Hed kone are equivalent to truffles in their prestige, price and rarity. You may have money but you need both the money and the connections to get the best or any hed kone at all. Hed kone only grow wild, usually near termite mounds. We used to have a few growing near a termite mound next to our house. But they stopped growing when my parents decided to do some pest controlling.

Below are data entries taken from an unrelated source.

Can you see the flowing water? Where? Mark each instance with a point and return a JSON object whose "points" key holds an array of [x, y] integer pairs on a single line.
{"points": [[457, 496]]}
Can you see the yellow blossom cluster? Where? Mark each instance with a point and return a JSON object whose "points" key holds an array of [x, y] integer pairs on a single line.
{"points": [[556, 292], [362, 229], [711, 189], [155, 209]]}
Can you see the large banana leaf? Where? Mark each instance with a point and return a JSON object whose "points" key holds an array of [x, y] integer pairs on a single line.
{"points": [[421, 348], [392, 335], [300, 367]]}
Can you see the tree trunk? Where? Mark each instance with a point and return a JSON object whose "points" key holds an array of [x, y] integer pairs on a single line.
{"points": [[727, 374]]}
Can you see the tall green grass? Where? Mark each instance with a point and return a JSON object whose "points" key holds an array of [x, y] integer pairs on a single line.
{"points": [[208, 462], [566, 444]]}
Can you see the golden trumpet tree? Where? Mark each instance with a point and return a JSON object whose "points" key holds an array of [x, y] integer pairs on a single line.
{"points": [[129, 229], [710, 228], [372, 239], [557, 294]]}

I was lucky to visit Thailand last September when it rained hard and was very hot and humid; ripe conditions for these delicacies to pop up. My parents' job takes them to remote towns where locals collect these mushrooms for sale. A local woman told us that when it is hot and humid, the mushroom collectors know it is time to go hunting. They would go into the woods around midnight looking for the white reflection of the mushroom from their flashlight. There is such an excessive demand that the collectors frequently sell an entire year's findings in advance of the mushroom season. This year my mother bought some directly from a collector at 200 baht a kilo. For a comparison, pork would cost you 85 baht a kilo at the market. A driver can make 400 baht in a day. By the time the mushrooms reach Bangkok, they will fetch 400 baht per kilo, if you can find them. At a fancy restaurant, a small dish can cost you 400-500 baht.
Thai agricultural researchers have tried unsuccessfully for years to cultivate this variety of mushrooms.

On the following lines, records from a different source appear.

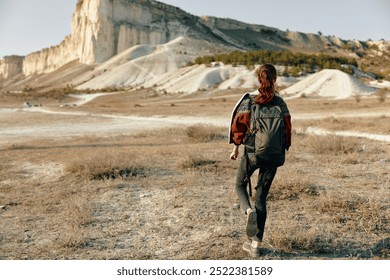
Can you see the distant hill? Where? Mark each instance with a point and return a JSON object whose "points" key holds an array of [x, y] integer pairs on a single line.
{"points": [[129, 43]]}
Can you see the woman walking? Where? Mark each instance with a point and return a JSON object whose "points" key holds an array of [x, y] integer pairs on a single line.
{"points": [[257, 113]]}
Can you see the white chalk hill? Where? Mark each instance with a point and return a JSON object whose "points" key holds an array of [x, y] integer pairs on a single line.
{"points": [[329, 83]]}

The best way to prepare this mushroom is grilling. The juice is so sweet, the flavor is earthy and the texture is crunchy but meaty. Another common way to prepare hed kone is in tom yum hed kone. My mother also prepared noodles in gravy with mushroom.
I don't believe that they are available in the US fresh. You will be lucky to find them in cans or bottles. If you ever get a chance to have the fresh ones, splurge. Hed kone may not get the international recognition like truffles, chanterelles or morels, but for me, hed kone are the best mushrooms I ever had. Unlike most western mushrooms, the flavor stands on its own.